O que pensa sobre golpes e atalhos que começam a surgir em um cenário no qual as pessoas buscam saber sobre como ganhar mais dinheiro? 

É difícil fazer conteúdo sincero e, enquanto isso, ver que existem pessoas que mentem e enrolam. As pessoas acreditam e depois têm até vergonha de dizer que caíram no golpe. Um amigo começou a atuar como trader na bolsa e em pouco tempo anunciou que estava fazendo uma vaquinha porque não tinha o que comer. Não existe atalho. A pessoa quer ganhar milhares de reais. Mas, primeiro, precisa fazer o básico, que é a reserva de emergência. Isso não pode ser comprometido.

Tenho muita responsabilidade com o meu conteúdo e, talvez por isso, meu público seja majoritariamente feminino. Homens correm mais risco, são estimulados a isso. A mulher se preocupa com o futuro dos filhos e se dão melhor na bolsa porque não ficam na paranóia de ver o que está acontecendo com o papel. Tem gente que coloca glamour, mas não precisa disso e não deveria ser assim.

Você disse que o carro de luxo que o Gil, do BBB, ganhou poderia ser vendido e investido. Estamos todos sujeitos ao consumismo e a buscar bens desejados, até tomando dívida para isso. Como se livrar desse sentimento de ostentar uma vida que não é a nossa?

Busco entender o que faz sentido para a pessoa e questionar: você realmente precisa disso ou é uma construção social, alguém te disse que é uma métrica de sucesso? Muita gente não questiona e absorve uma imagem de sucesso de que precisa se vestir de tal forma e consumir tal produto.

Principalmente na baixa renda, composta majoritariamente por negros, consumir é o diferencial que dará acesso ou não a uma oportunidade, a um lugar, e permitirá que não seja discriminado. São gatilhos profundos. Às vezes é a marca que pesa, não o produto em si. Levo isso para a discussão, tento desconstruir.

Você cita o método do potinho. É uma forma mais interativa de guardar dinheiro?

É uma ferramenta bem visual, o que é importante para quem começa a organizar as finanças. Em diversos potes, um para cada setor do consumo, coloco dinheiro em espécie no valor que posso gastar naquele mês. Agora passei a usar potinhos de forma virtual para evitar ir ao banco.

Algumas despesas ficam na fronteira entre almoço e supérfluos, como delivery.
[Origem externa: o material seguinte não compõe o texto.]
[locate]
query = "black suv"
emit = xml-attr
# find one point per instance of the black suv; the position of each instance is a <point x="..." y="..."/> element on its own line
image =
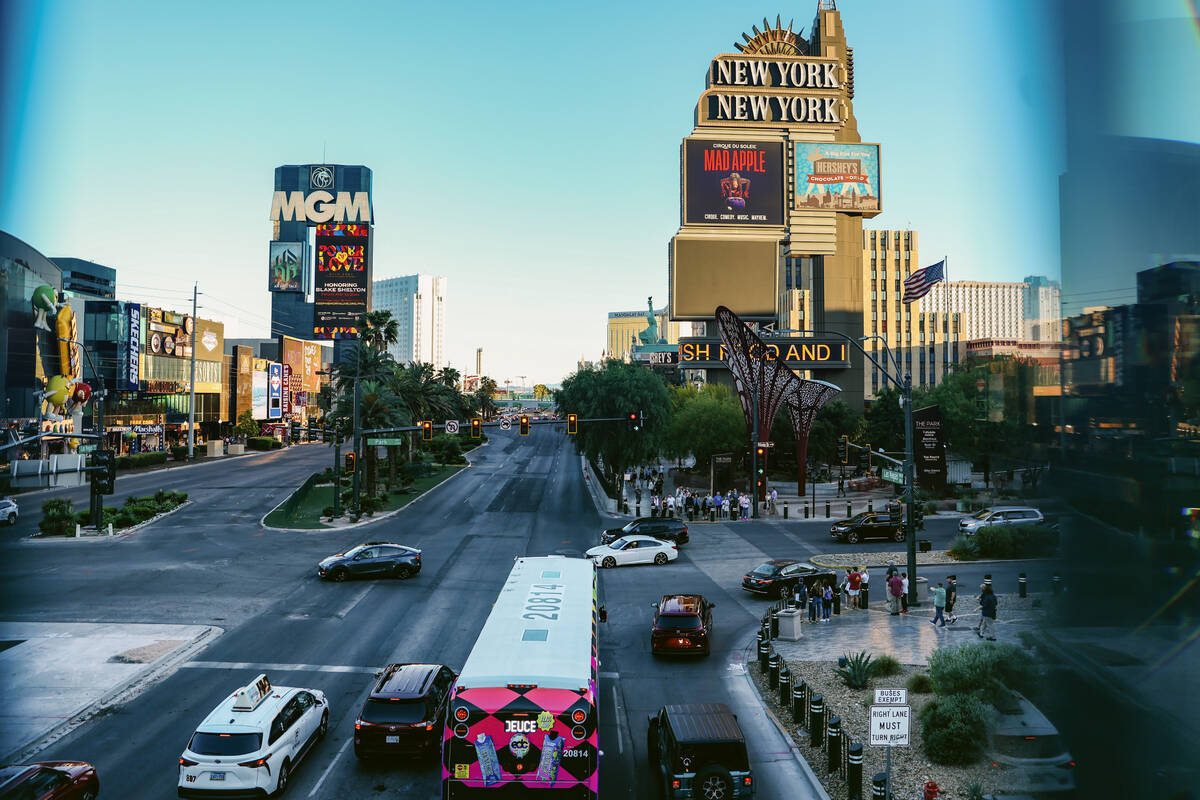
<point x="669" y="530"/>
<point x="868" y="524"/>
<point x="699" y="751"/>
<point x="406" y="711"/>
<point x="372" y="559"/>
<point x="778" y="577"/>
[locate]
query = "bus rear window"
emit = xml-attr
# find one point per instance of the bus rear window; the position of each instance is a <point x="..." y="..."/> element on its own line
<point x="225" y="744"/>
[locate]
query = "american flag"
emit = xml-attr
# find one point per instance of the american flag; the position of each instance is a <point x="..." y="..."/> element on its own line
<point x="918" y="284"/>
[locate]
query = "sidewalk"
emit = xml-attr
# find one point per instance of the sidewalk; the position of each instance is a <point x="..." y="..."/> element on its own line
<point x="58" y="674"/>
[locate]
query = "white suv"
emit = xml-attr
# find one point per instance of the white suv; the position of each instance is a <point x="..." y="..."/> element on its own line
<point x="250" y="744"/>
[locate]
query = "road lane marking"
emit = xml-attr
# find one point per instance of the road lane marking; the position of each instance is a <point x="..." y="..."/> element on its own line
<point x="330" y="768"/>
<point x="267" y="667"/>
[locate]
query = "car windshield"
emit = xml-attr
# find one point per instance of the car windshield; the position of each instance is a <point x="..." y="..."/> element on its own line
<point x="396" y="711"/>
<point x="1030" y="746"/>
<point x="225" y="744"/>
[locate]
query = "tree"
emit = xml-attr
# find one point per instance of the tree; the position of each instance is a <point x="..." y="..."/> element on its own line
<point x="246" y="425"/>
<point x="616" y="390"/>
<point x="378" y="329"/>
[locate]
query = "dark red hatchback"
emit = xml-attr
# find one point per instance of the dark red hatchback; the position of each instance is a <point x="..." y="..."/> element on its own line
<point x="682" y="624"/>
<point x="406" y="713"/>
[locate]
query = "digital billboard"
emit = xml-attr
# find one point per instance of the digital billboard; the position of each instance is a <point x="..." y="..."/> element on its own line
<point x="287" y="263"/>
<point x="832" y="176"/>
<point x="342" y="284"/>
<point x="732" y="182"/>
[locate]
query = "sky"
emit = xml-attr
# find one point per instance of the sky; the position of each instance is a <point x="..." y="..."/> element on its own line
<point x="528" y="151"/>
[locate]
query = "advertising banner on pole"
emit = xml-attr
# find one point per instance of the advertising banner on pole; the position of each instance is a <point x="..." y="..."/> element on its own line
<point x="730" y="182"/>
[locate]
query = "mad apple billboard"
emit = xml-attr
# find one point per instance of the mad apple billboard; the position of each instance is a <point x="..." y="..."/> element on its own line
<point x="832" y="176"/>
<point x="732" y="182"/>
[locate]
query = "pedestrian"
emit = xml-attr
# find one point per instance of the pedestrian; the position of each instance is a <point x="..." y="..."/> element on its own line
<point x="988" y="614"/>
<point x="895" y="588"/>
<point x="939" y="606"/>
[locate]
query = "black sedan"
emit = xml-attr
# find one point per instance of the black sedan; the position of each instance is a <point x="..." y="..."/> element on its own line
<point x="869" y="524"/>
<point x="778" y="577"/>
<point x="371" y="560"/>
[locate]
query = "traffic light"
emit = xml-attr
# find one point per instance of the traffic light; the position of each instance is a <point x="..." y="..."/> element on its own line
<point x="105" y="480"/>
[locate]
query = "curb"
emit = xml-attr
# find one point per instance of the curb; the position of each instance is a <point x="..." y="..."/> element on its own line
<point x="123" y="692"/>
<point x="819" y="789"/>
<point x="125" y="533"/>
<point x="263" y="524"/>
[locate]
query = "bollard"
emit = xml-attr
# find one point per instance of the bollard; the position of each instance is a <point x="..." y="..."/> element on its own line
<point x="833" y="743"/>
<point x="816" y="720"/>
<point x="855" y="771"/>
<point x="799" y="695"/>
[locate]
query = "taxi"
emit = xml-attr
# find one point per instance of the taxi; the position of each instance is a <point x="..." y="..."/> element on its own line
<point x="251" y="743"/>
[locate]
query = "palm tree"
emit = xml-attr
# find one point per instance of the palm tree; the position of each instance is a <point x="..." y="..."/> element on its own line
<point x="378" y="329"/>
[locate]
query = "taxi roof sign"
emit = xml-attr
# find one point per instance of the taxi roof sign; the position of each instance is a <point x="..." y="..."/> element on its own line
<point x="250" y="696"/>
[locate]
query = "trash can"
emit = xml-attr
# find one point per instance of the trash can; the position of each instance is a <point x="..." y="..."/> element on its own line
<point x="790" y="625"/>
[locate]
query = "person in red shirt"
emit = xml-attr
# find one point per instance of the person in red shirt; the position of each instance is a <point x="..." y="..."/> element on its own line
<point x="855" y="582"/>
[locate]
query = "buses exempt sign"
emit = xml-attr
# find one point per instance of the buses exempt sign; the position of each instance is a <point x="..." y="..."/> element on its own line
<point x="889" y="726"/>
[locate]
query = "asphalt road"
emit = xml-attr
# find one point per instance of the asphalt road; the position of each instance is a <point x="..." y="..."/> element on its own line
<point x="213" y="564"/>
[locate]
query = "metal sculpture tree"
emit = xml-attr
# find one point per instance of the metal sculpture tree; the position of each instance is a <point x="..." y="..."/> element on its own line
<point x="763" y="383"/>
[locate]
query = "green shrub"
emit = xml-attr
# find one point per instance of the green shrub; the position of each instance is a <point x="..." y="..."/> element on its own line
<point x="886" y="666"/>
<point x="919" y="684"/>
<point x="975" y="669"/>
<point x="141" y="459"/>
<point x="964" y="548"/>
<point x="953" y="729"/>
<point x="58" y="517"/>
<point x="857" y="672"/>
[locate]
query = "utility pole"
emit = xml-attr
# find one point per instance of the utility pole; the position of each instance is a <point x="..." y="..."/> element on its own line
<point x="191" y="404"/>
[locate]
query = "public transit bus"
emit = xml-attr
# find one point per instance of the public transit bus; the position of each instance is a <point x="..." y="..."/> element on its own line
<point x="523" y="711"/>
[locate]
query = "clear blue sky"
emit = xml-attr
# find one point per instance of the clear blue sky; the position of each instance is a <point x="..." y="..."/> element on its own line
<point x="527" y="151"/>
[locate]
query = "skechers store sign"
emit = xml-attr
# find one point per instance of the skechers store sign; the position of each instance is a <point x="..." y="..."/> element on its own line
<point x="799" y="353"/>
<point x="785" y="90"/>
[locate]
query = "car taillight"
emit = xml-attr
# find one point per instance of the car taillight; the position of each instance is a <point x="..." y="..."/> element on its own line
<point x="257" y="762"/>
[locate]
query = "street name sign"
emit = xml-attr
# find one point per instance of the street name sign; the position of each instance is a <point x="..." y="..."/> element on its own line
<point x="889" y="726"/>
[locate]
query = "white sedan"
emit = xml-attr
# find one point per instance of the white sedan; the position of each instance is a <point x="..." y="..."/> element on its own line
<point x="634" y="549"/>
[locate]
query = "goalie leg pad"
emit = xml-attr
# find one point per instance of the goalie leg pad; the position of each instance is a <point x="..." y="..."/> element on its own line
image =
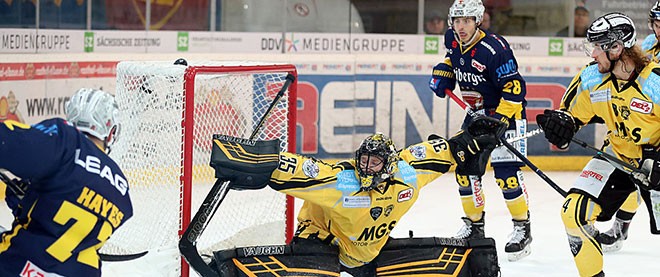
<point x="303" y="258"/>
<point x="474" y="257"/>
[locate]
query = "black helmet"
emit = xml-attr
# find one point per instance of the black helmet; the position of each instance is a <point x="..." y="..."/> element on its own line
<point x="654" y="14"/>
<point x="610" y="28"/>
<point x="376" y="145"/>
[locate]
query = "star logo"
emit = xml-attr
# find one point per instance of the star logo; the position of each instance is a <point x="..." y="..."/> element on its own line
<point x="292" y="44"/>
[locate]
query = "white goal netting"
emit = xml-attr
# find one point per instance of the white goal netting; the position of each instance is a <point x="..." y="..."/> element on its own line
<point x="168" y="114"/>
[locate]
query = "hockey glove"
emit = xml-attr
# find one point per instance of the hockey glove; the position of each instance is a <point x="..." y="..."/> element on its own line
<point x="472" y="149"/>
<point x="247" y="164"/>
<point x="441" y="79"/>
<point x="558" y="126"/>
<point x="650" y="164"/>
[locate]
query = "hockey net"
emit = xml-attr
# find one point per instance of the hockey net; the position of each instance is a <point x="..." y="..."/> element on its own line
<point x="168" y="114"/>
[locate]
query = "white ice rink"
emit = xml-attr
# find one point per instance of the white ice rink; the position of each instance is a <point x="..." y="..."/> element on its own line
<point x="438" y="212"/>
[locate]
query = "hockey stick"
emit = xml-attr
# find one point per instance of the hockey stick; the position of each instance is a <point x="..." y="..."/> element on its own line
<point x="188" y="241"/>
<point x="506" y="144"/>
<point x="616" y="162"/>
<point x="12" y="185"/>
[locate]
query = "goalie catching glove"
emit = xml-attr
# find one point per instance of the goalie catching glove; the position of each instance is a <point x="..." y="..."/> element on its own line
<point x="246" y="163"/>
<point x="471" y="149"/>
<point x="558" y="126"/>
<point x="651" y="164"/>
Eu só retiro do pote de alimentação quando já fiz feira em casa e sobrou dinheiro.

Além disso, separo a conta de pessoa física da empresarial. Todo mês tiro um salário para mim dela e coloco na conta de pessoa física. Juntar ambas muitas vezes causa frustração, muita gente reclama que trabalha muito e não vê o dinheiro. É essencial, para motivar o empreendedor, que ele tenha um salário só para ele.